ONE of Scotland's leading architecture firms is celebrating after being told it will continue to be involved in the design of a landmark project in St Petersburg until completion.

TOWERING IMPRESSION: RMJM architect Tony Kettle said that because of its scale, St Petersburg is a big, broad canvas. Picture: Gordon Terris SKY'S THE LIMIT: The tower will have a spire-like quality.
TOWERING IMPRESSION: RMJM architect Tony Kettle said that because of its scale, St Petersburg is a big, broad canvas. Picture: Gordon Terris SKY'S THE LIMIT: The tower will have a spire-like quality.

Edinburgh-based RMJM had initially thought its involvement with the £3 billion Gazprom Tower in the Russian city, which will be one of the 10 tallest buildings in the world, would extend no further than devising the original masterplan and evolving the building concept.But it has now emerged the company will have a hands-on role for the entire four-year project.

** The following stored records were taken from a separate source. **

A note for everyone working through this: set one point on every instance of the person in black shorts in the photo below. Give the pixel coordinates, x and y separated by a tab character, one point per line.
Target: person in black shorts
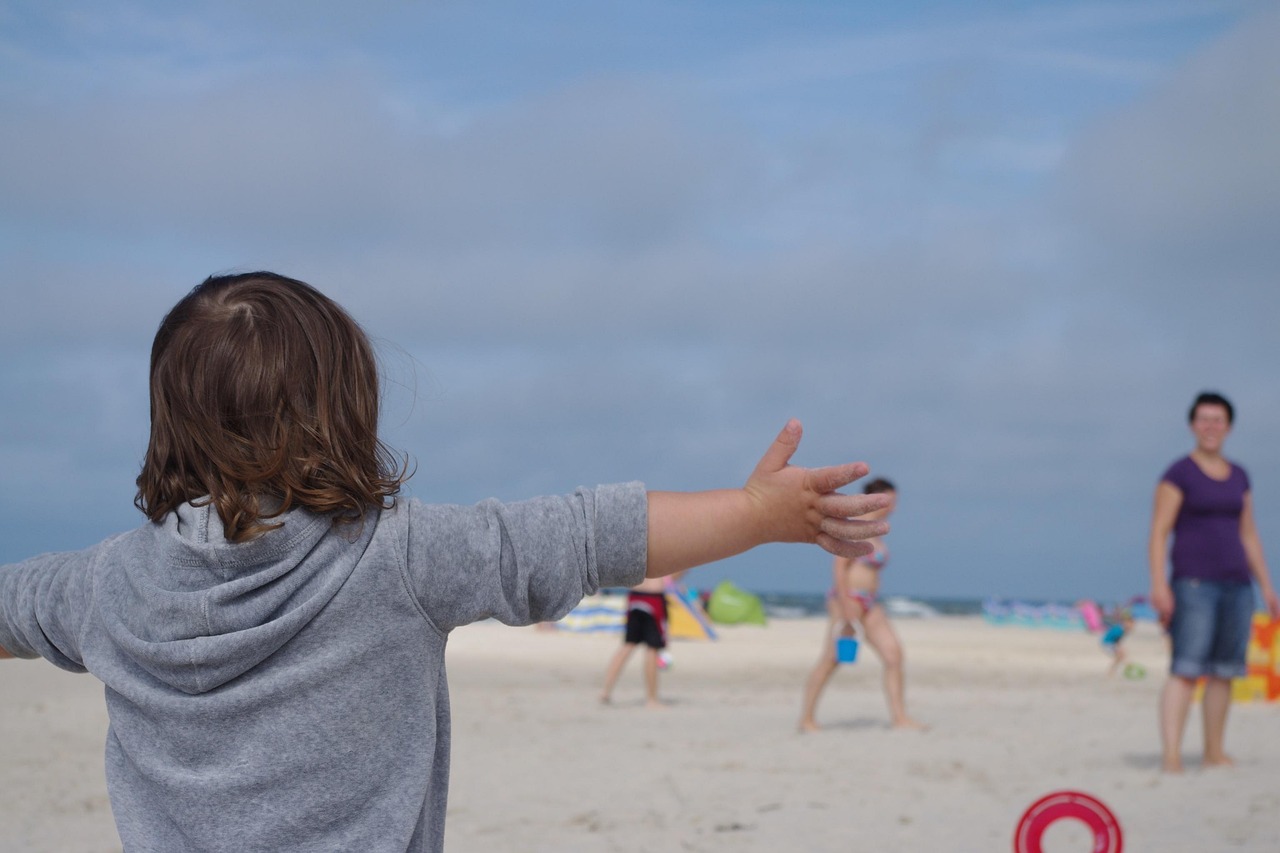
647	624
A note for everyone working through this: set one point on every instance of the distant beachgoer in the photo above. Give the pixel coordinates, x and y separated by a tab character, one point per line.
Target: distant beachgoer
1206	503
272	639
854	601
647	625
1112	641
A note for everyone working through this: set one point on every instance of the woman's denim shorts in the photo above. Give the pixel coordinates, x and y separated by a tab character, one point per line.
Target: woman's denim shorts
1211	628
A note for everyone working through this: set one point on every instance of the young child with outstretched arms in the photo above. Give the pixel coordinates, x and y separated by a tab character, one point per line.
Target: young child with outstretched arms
272	641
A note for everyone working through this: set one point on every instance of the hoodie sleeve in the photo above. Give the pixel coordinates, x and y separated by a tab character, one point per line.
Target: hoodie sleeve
529	561
44	602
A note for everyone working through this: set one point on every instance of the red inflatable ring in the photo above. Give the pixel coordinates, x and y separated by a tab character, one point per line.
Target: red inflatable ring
1068	803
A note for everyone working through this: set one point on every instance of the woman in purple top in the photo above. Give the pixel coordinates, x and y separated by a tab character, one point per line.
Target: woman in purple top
1203	500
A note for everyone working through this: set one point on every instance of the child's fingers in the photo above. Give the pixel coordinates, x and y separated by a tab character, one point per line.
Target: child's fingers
853	529
782	448
846	506
828	479
844	548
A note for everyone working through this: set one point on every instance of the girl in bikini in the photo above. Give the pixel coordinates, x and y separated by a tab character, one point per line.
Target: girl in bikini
853	600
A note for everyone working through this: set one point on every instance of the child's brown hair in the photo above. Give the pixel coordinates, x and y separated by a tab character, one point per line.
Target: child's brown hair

Tony Kettle, international design principal at RMJM’s European studio in Edinburgh, said: “We are delighted we will be involved in the design all the way through. The decision speaks volumes of the experience we have built up through working in more than 20 countries worldwide.”

The Gazprom tower, which will also be the tallest in Europe, and its ancillary buildings will transform a 42-acre site at Lakhta, on St Peterburg’s outskirts, seven-and-a-half-miles from the city centre.

With one eye on the potential tourist market, a huge 164ft-high viewing gallery – some 15 storeys in height – will be erected at the top of the building.

RMJM, which with Enric Miralles co-designed the Scottish Parliament building in Edinburgh, had originally won an international design competition in 2006, seeing off rival submissions from such well-known names as the architect Daniel Libeskind.

The chosen site was at Okhta, three-and-three-quarter miles from the city centre, but the plan encountered fierce opposition from environmental protesters, and Unesco, which awarded the city world-heritage status, threatened to withdraw the designation if the tower went ahead.

It is thought the opposition was based on concerns the historic cityscape would be ruined by the steel-and-glass tower.

Mr Kettle said: “Last year the city reviewed its overall master-plan and decided the Okhta site wasn’t right for Gazprom, and proposed several alternative sites. Gazprom has now selected Lakhta.

“This site is still part of the city but what we have done is to re-design 300,000 sq m of additional accommodation, and master-planning to relocate the building in a waterfront site to the west of the city rather than the east.”

The new tower will have 86 floors and stretch to 1516ft. The Renzo Piano-designed Shard, being built in London Bridge Quarter, will be just 1004ft.

“The scale of St Petersburg is a big, broad canvas. Despite its height, when seen from the city centre, the tower will still be a delicate spire amongst other spires in the centre,” said Mr Kettle.

“That is the reason we won the competition, and the reason we are continuing to develop it, and make it more elegant, is because of this spire-like quality.”

The tower will feature a pioneering ‘intelligent’ double outer skin which will minimise heat-loss during the tough Russian winters.